Ayana Gelan, Dese Kokeb, Nemomssa Hundessa Daba, Murad Hamdia, Wakjira Efrem, Demlew Gashaw, Yohannes Dessalew, Abdi Ketema Lemma, Taye Elbetel, Bisrat Filimona, Tadesse Tenager, Kidanne Legesse, Choe Se-Woon, Gidi Netsanet Workneh, Habtamu Bontu, Kong Jude
School of Biomedical Engineering, Jimma Institute of Technology, Jimma University, Jimma, 378, Ethiopia.
Africa-Canada Artificial Intelligence and Data Innovation Consortium (ACADIC), Canada.
Infect Dis Model. 2024 Dec 3;10(1):353-364. doi: 10.1016/j.idm.2024.12.002. eCollection 2025 Mar.

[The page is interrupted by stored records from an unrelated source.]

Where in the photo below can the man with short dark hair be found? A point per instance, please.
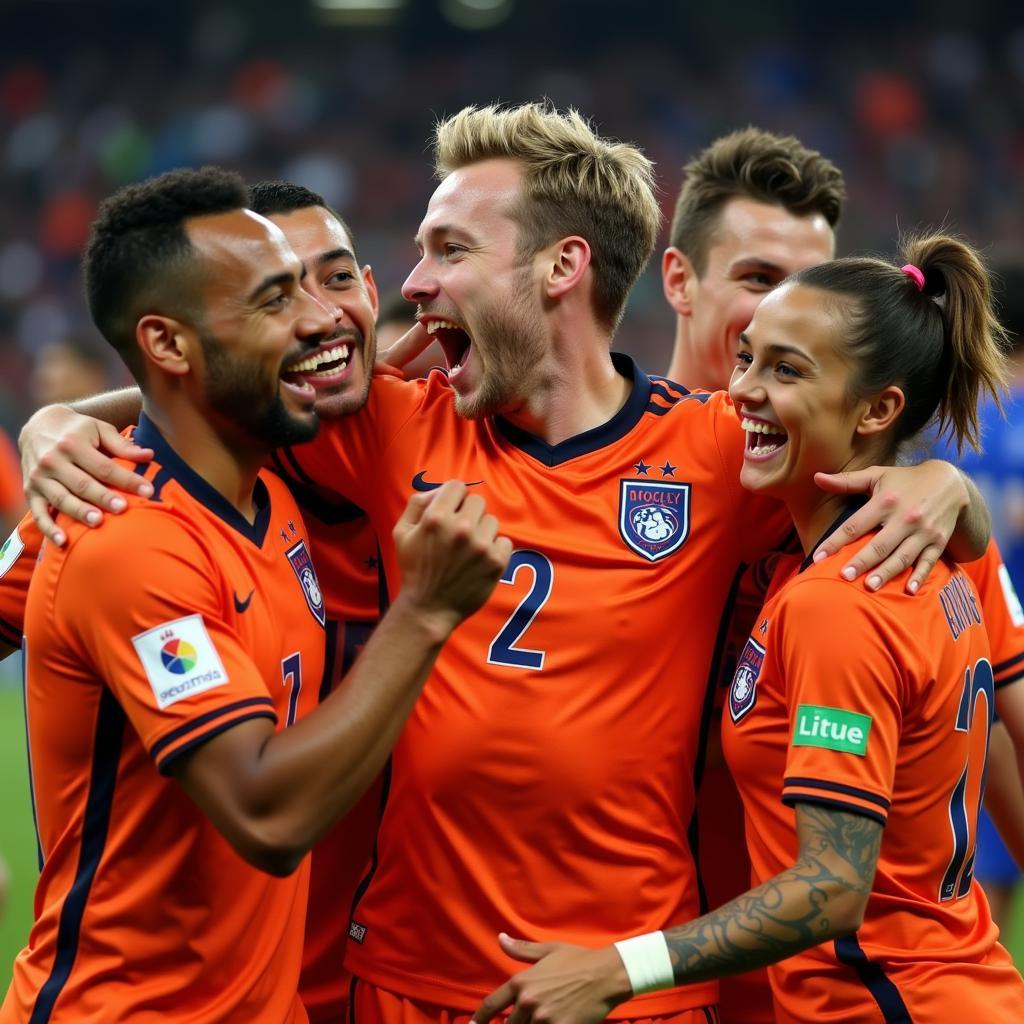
(171, 655)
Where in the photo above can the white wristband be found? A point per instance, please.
(647, 963)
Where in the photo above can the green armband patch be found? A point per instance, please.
(832, 728)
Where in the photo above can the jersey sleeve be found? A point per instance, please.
(1003, 613)
(844, 688)
(762, 524)
(346, 456)
(17, 559)
(157, 634)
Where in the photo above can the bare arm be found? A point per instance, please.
(925, 509)
(273, 794)
(823, 895)
(66, 459)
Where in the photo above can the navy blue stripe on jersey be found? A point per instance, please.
(9, 635)
(1010, 671)
(849, 791)
(885, 993)
(707, 718)
(164, 767)
(591, 440)
(102, 778)
(171, 463)
(210, 716)
(792, 799)
(312, 502)
(360, 889)
(853, 504)
(28, 751)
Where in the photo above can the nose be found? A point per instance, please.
(314, 323)
(744, 388)
(419, 286)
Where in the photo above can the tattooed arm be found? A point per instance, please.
(822, 896)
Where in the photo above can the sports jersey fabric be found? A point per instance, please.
(344, 550)
(143, 639)
(17, 559)
(878, 705)
(725, 863)
(544, 784)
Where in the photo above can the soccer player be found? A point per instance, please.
(166, 653)
(754, 208)
(858, 724)
(630, 532)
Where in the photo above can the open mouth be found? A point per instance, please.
(455, 342)
(763, 438)
(320, 366)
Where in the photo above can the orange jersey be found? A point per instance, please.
(544, 784)
(144, 638)
(11, 495)
(344, 550)
(725, 863)
(877, 705)
(17, 559)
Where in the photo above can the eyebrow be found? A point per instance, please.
(776, 346)
(756, 263)
(285, 278)
(333, 254)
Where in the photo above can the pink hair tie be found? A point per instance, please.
(915, 274)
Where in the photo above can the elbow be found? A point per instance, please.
(270, 848)
(846, 912)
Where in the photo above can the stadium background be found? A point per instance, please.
(921, 103)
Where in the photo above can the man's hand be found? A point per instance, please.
(67, 462)
(566, 985)
(918, 508)
(450, 553)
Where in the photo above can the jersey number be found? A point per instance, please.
(503, 648)
(956, 881)
(291, 676)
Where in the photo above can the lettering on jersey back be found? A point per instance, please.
(303, 566)
(743, 691)
(179, 659)
(653, 516)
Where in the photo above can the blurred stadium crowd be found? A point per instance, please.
(928, 123)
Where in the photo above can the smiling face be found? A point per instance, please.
(753, 248)
(473, 292)
(257, 324)
(792, 391)
(339, 370)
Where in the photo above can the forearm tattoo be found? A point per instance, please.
(797, 909)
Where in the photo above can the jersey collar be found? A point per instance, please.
(591, 440)
(172, 466)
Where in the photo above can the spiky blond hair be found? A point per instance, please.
(574, 182)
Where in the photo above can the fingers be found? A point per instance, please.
(501, 998)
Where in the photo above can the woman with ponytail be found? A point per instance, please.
(857, 725)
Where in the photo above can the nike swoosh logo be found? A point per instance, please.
(419, 483)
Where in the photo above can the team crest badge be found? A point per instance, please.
(303, 566)
(743, 692)
(653, 517)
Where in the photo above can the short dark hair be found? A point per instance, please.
(138, 258)
(758, 165)
(268, 198)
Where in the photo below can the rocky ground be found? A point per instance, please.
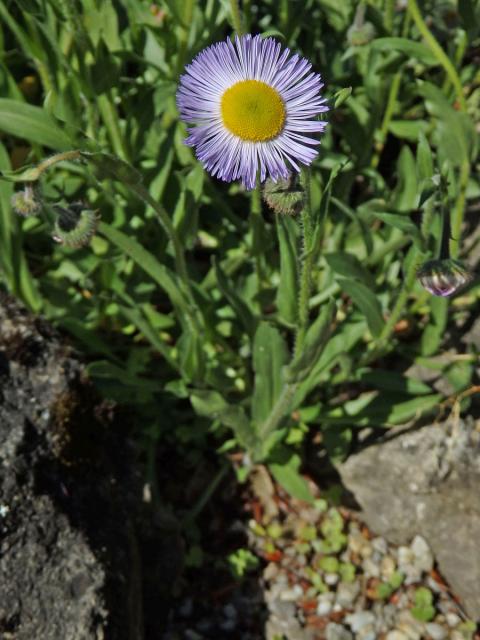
(324, 576)
(85, 554)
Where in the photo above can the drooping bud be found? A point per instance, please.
(26, 203)
(76, 225)
(284, 196)
(444, 277)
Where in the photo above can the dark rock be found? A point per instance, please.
(426, 482)
(72, 526)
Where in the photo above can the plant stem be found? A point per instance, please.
(389, 13)
(306, 266)
(459, 209)
(452, 74)
(256, 227)
(278, 411)
(236, 17)
(438, 52)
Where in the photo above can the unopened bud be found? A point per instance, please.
(444, 277)
(360, 35)
(75, 226)
(284, 196)
(26, 203)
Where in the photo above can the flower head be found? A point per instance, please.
(443, 277)
(27, 202)
(254, 108)
(75, 226)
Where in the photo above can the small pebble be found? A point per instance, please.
(359, 620)
(436, 631)
(387, 567)
(370, 568)
(335, 631)
(324, 607)
(292, 594)
(452, 619)
(347, 593)
(331, 578)
(379, 544)
(423, 555)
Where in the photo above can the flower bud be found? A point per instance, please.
(443, 277)
(284, 196)
(26, 203)
(359, 35)
(75, 226)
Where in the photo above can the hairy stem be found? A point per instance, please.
(236, 17)
(306, 266)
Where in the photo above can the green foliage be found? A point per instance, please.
(241, 562)
(194, 301)
(423, 608)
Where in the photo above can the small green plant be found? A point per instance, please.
(241, 562)
(423, 608)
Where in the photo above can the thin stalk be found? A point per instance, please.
(306, 266)
(189, 6)
(389, 13)
(165, 221)
(278, 412)
(236, 17)
(391, 104)
(438, 52)
(459, 209)
(256, 227)
(110, 118)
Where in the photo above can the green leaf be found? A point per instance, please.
(32, 124)
(405, 194)
(408, 129)
(424, 159)
(288, 476)
(367, 302)
(371, 409)
(191, 356)
(349, 266)
(270, 354)
(393, 381)
(286, 298)
(145, 260)
(111, 167)
(409, 48)
(337, 440)
(208, 404)
(238, 304)
(434, 332)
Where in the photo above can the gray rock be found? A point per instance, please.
(425, 482)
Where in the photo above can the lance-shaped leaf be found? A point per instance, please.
(270, 355)
(315, 340)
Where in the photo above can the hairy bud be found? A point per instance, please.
(360, 35)
(444, 277)
(284, 196)
(26, 203)
(75, 226)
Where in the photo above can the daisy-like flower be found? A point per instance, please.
(254, 108)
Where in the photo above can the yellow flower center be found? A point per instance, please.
(253, 111)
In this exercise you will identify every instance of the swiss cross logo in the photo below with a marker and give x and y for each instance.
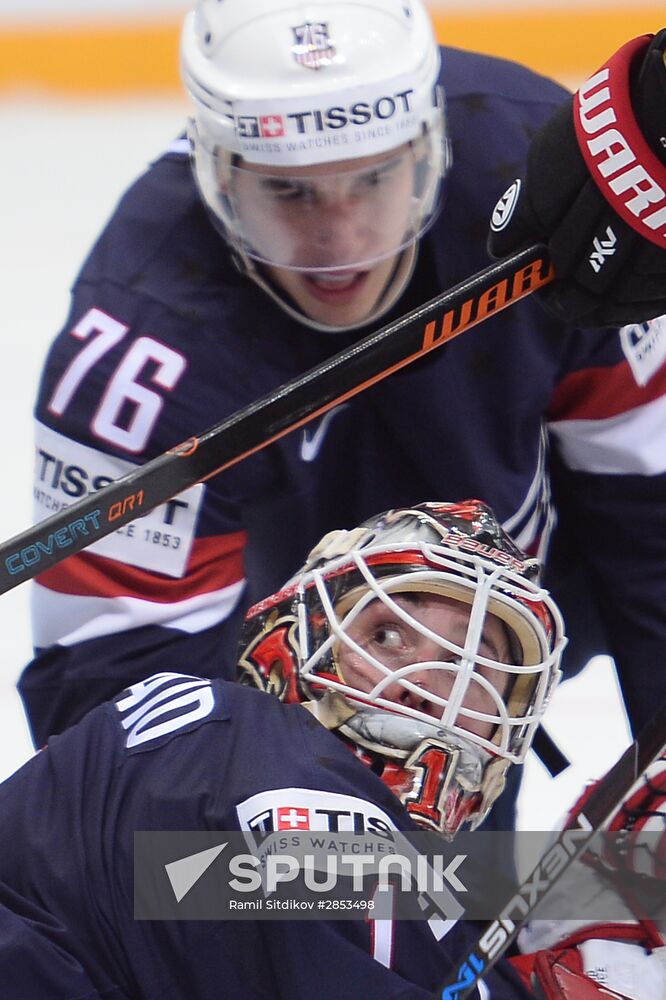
(292, 818)
(271, 126)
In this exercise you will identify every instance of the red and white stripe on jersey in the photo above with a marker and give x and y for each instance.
(605, 423)
(88, 595)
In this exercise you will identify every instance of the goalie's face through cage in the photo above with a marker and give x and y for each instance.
(423, 640)
(319, 142)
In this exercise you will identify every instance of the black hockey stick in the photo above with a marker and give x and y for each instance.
(264, 421)
(603, 800)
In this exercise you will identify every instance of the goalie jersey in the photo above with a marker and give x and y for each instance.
(184, 753)
(165, 338)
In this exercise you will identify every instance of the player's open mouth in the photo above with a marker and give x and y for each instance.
(335, 286)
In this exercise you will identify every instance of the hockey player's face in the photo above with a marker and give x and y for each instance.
(418, 659)
(329, 238)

Acute flaccid paralysis (AFP) case surveillance is pivotal for the early detection of potential poliovirus, particularly in endemic countries such as Ethiopia. The community-based surveillance system implemented in Ethiopia has significantly improved AFP surveillance. However, challenges like delayed detection and disorganized communication persist. This work proposes a simple deep learning model for AFP surveillance, leveraging transfer learning on images collected from Ethiopia's community key informants through mobile phones. The transfer learning approach is implemented using a vision transformer model pretrained on the ImageNet dataset. The proposed model outperformed convolutional neural network-based deep learning models and vision transformer models trained from scratch, achieving superior accuracy, F1-score, precision, recall, and area under the receiver operating characteristic curve (AUC). It emerged as the optimal model, demonstrating the highest average AUC of 0.870 ± 0.01. Statistical analysis confirmed the significant superiority of the proposed model over alternative approaches ( < 0.001). By bridging community reporting with health system response, this study offers a scalable solution for enhancing AFP surveillance in low-resource settings. The study is limited in terms of the quality of image data collected, necessitating future work on improving data quality. The establishment of a dedicated platform that facilitates data storage, analysis, and future learning can strengthen data quality. Nonetheless, this work represents a significant step toward leveraging artificial intelligence for community-based AFP surveillance from images, with substantial implications for addressing global health challenges and disease eradication strategies.
急性弛缓性麻痹(AFP)病例监测对于早期发现潜在的脊髓灰质炎病毒至关重要,尤其是在埃塞俄比亚等流行国家。埃塞俄比亚实施的基于社区的监测系统显著改善了AFP监测。然而,检测延迟和沟通混乱等挑战仍然存在。这项工作提出了一种用于AFP监测的简单深度学习模型,利用从埃塞俄比亚社区关键信息提供者通过手机收集的图像进行迁移学习。迁移学习方法是使用在ImageNet数据集上预训练的视觉Transformer模型来实现的。所提出的模型优于基于卷积神经网络的深度学习模型和从头开始训练的视觉Transformer模型,在准确率、F1分数、精确率、召回率和受试者工作特征曲线下面积(AUC)方面表现出色。它成为了最优模型,平均AUC最高达到0.870±0.01。统计分析证实了所提出的模型相对于其他方法具有显著优势(<0.001)。通过将社区报告与卫生系统响应联系起来,本研究为在资源匮乏地区加强AFP监测提供了一种可扩展的解决方案。该研究在收集的图像数据质量方面存在局限性,需要未来致力于提高数据质量。建立一个便于数据存储、分析和未来学习的专用平台可以加强数据质量。尽管如此,这项工作代表了朝着利用人工智能从图像进行基于社区的AFP监测迈出的重要一步,对应对全球卫生挑战和疾病根除战略具有重大意义。